What it does leave is a little more room for characters who, although hardly drawn out beyond their roles, are on the whole more likeable than before. Sam fulfills his part as the psychic to standard while Emma Bell of Frozen is his on-off girlfriend. Sam’s best bud Peter has the biggest arc after his girlfriend goes early on, slowly driving him a bit insane and leading to the kind of guy-with-a-knife action you just don’t see in Final Destination movies. There’s also a little more evidence of the grieving process at play, with the office employees missing their lost colleagues and commercial repercussions that the disaster indirectly causes.
Quale attempts to keep things on a sort of overcast drizzle level of grim but the comedic off-sets still creep in, mostly from P.J. Byrne’s Isaac, who is listed as one of the dead by the slave-driving manager during a memorial service and then completely forgotten about when mentioned later.
There’s a good attempt to change it up a bit come the finale, which sees the kill or be killed theory being tested and then we get the twist. It’s a real downer in the internet age that big reveals can be so easily and quickly spoiled for those of us unlucky enough to read just that one sentence too much somewhere.

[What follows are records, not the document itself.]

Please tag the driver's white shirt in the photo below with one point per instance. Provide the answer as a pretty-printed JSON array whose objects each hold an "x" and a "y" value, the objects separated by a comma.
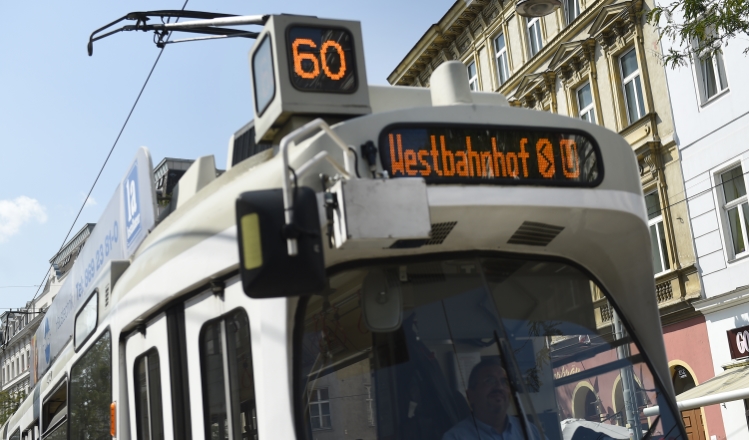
[{"x": 466, "y": 429}]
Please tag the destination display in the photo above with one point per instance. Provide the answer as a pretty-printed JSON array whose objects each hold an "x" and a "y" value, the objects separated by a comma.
[
  {"x": 322, "y": 59},
  {"x": 500, "y": 155}
]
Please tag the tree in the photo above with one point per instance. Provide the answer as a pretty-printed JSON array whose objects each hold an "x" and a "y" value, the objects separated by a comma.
[{"x": 699, "y": 26}]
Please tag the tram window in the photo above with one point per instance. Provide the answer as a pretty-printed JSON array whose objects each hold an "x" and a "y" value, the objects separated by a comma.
[
  {"x": 91, "y": 391},
  {"x": 225, "y": 349},
  {"x": 525, "y": 335},
  {"x": 54, "y": 411},
  {"x": 85, "y": 320},
  {"x": 148, "y": 407}
]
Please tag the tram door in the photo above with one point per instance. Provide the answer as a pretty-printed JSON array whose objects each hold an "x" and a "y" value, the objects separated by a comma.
[
  {"x": 149, "y": 401},
  {"x": 220, "y": 372}
]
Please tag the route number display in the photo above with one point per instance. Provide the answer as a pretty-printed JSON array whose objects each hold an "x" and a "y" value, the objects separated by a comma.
[
  {"x": 491, "y": 155},
  {"x": 321, "y": 59}
]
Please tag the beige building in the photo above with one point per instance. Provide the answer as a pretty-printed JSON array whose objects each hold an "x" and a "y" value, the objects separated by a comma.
[{"x": 598, "y": 60}]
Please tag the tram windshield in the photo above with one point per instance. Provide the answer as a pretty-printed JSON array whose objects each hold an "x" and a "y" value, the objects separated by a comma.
[{"x": 485, "y": 347}]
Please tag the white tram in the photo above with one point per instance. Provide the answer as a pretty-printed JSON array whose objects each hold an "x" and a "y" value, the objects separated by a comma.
[{"x": 399, "y": 263}]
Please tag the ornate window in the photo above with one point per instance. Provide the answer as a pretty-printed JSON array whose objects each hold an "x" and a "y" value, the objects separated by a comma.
[
  {"x": 500, "y": 54},
  {"x": 658, "y": 249},
  {"x": 319, "y": 409},
  {"x": 632, "y": 87},
  {"x": 585, "y": 104},
  {"x": 473, "y": 76},
  {"x": 535, "y": 43},
  {"x": 711, "y": 76},
  {"x": 735, "y": 209},
  {"x": 571, "y": 10}
]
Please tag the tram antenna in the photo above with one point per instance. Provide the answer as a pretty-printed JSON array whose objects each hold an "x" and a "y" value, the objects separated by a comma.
[{"x": 117, "y": 139}]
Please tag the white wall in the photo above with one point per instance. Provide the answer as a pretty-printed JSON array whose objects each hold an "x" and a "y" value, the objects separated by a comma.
[{"x": 712, "y": 136}]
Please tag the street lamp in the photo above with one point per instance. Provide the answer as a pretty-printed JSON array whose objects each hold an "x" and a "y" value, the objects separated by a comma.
[{"x": 536, "y": 8}]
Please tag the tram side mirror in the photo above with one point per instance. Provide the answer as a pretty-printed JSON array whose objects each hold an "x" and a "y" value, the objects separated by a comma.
[
  {"x": 266, "y": 268},
  {"x": 382, "y": 302}
]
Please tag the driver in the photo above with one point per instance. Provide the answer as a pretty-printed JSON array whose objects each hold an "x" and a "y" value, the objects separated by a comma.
[{"x": 489, "y": 395}]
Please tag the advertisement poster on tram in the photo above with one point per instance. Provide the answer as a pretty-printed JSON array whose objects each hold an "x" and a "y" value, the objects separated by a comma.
[{"x": 123, "y": 225}]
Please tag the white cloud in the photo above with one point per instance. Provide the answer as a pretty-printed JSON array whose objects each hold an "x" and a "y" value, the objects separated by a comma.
[{"x": 14, "y": 213}]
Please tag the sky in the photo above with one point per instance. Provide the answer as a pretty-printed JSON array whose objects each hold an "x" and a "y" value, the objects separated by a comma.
[{"x": 61, "y": 110}]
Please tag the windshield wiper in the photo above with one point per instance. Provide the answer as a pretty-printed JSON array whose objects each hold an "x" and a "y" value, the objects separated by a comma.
[
  {"x": 518, "y": 386},
  {"x": 652, "y": 427}
]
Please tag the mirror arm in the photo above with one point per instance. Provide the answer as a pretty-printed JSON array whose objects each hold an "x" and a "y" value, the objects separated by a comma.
[{"x": 306, "y": 129}]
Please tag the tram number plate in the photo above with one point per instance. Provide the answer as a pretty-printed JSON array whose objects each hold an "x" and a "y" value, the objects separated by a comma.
[
  {"x": 500, "y": 155},
  {"x": 322, "y": 59}
]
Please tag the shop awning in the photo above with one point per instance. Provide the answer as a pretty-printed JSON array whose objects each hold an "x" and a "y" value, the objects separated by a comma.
[{"x": 733, "y": 384}]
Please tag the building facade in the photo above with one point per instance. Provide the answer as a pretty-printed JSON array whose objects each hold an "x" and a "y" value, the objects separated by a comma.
[
  {"x": 711, "y": 116},
  {"x": 598, "y": 60},
  {"x": 19, "y": 327}
]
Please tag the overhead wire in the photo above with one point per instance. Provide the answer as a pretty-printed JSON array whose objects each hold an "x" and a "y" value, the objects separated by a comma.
[{"x": 117, "y": 139}]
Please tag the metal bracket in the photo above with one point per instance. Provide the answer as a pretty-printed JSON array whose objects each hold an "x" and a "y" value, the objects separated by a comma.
[{"x": 347, "y": 170}]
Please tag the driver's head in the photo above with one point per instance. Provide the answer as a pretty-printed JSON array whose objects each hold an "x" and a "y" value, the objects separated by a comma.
[{"x": 488, "y": 389}]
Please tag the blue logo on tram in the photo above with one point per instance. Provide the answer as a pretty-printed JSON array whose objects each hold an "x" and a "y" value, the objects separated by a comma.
[
  {"x": 46, "y": 340},
  {"x": 132, "y": 205}
]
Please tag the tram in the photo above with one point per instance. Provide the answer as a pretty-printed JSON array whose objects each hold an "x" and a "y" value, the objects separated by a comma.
[{"x": 386, "y": 263}]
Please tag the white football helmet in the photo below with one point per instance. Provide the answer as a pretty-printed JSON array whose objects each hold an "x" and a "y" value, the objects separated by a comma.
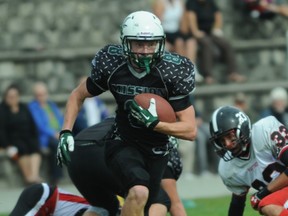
[{"x": 143, "y": 25}]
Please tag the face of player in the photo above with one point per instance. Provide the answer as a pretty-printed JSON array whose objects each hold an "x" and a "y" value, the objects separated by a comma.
[
  {"x": 143, "y": 48},
  {"x": 229, "y": 142}
]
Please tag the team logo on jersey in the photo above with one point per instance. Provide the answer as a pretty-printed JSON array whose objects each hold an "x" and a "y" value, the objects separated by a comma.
[{"x": 133, "y": 89}]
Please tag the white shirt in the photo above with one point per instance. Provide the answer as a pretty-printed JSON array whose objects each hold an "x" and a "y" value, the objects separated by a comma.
[{"x": 263, "y": 165}]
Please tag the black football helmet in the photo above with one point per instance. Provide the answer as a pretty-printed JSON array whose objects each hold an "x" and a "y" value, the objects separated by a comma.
[{"x": 229, "y": 119}]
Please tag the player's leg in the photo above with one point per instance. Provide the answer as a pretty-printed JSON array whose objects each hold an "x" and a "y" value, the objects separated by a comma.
[
  {"x": 32, "y": 199},
  {"x": 91, "y": 176}
]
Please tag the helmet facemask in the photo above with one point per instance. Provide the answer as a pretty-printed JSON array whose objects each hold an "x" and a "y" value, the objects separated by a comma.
[
  {"x": 240, "y": 145},
  {"x": 144, "y": 61},
  {"x": 142, "y": 26},
  {"x": 234, "y": 125}
]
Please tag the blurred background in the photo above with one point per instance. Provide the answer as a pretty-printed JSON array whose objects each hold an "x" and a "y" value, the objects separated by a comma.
[{"x": 54, "y": 42}]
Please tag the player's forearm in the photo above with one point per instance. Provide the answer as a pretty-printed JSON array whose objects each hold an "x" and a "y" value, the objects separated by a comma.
[
  {"x": 278, "y": 183},
  {"x": 181, "y": 130},
  {"x": 73, "y": 106},
  {"x": 237, "y": 205}
]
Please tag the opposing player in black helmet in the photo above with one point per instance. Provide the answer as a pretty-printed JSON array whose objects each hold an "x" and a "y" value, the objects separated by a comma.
[
  {"x": 89, "y": 173},
  {"x": 230, "y": 121},
  {"x": 137, "y": 150},
  {"x": 252, "y": 157}
]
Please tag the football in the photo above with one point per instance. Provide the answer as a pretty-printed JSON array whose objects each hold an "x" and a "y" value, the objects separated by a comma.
[{"x": 164, "y": 109}]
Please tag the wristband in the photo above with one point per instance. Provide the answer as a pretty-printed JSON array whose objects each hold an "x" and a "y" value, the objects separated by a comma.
[{"x": 262, "y": 193}]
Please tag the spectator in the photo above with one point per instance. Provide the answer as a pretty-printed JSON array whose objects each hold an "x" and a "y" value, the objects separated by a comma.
[
  {"x": 170, "y": 12},
  {"x": 173, "y": 16},
  {"x": 18, "y": 132},
  {"x": 49, "y": 120},
  {"x": 278, "y": 105},
  {"x": 205, "y": 161},
  {"x": 240, "y": 101},
  {"x": 266, "y": 9},
  {"x": 92, "y": 112},
  {"x": 205, "y": 21}
]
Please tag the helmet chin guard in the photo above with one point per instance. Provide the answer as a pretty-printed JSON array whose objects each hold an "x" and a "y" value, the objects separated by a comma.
[{"x": 142, "y": 26}]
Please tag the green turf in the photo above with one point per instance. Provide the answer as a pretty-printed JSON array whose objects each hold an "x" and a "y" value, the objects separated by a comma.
[
  {"x": 215, "y": 207},
  {"x": 209, "y": 207}
]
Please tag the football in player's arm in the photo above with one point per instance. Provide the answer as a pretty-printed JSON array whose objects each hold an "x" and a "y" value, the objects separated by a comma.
[
  {"x": 136, "y": 150},
  {"x": 252, "y": 157}
]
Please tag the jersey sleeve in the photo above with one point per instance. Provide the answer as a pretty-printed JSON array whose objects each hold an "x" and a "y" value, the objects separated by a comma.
[
  {"x": 228, "y": 179},
  {"x": 180, "y": 79},
  {"x": 270, "y": 136},
  {"x": 103, "y": 64}
]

Various people on the IMDb boards ruined it by giving away the twist ending, which, to be fair, I may have also given away by calling this post Full Circle. To say Final Destination 5 could close off the series is a decent assessment given how things end. It will hopefully provide a great OMG! moment for those who have no idea it’s about to happen.
Even so, the scene in question is brilliantly executed (again!) and elevated this from an average rating to being a notch about the third movie, thanks almost exclusively to this development and the general feeling that someone somewhere just TRIED a bit harder to make a good horror sequel rather than a box-ticking exercise.
A big question mark will hang over the possibility of a sixth film. I imagine this one will have done well enough to generate interest and there’s no shortage of ways to keep offing people but at the very least, they should lay it to rest for a few years to let the dust settle.
Blurbs-of-interest: Arlen Escarpeta was Lawrence in the Friday the 13th reboot; Courtney B. Vance (underused!!) was in D-Tox. Tony Todd was also in both Hatchet and its sequel, Scarecrow Slayer, iMurders, Jack the Reaper, and Hell Fest.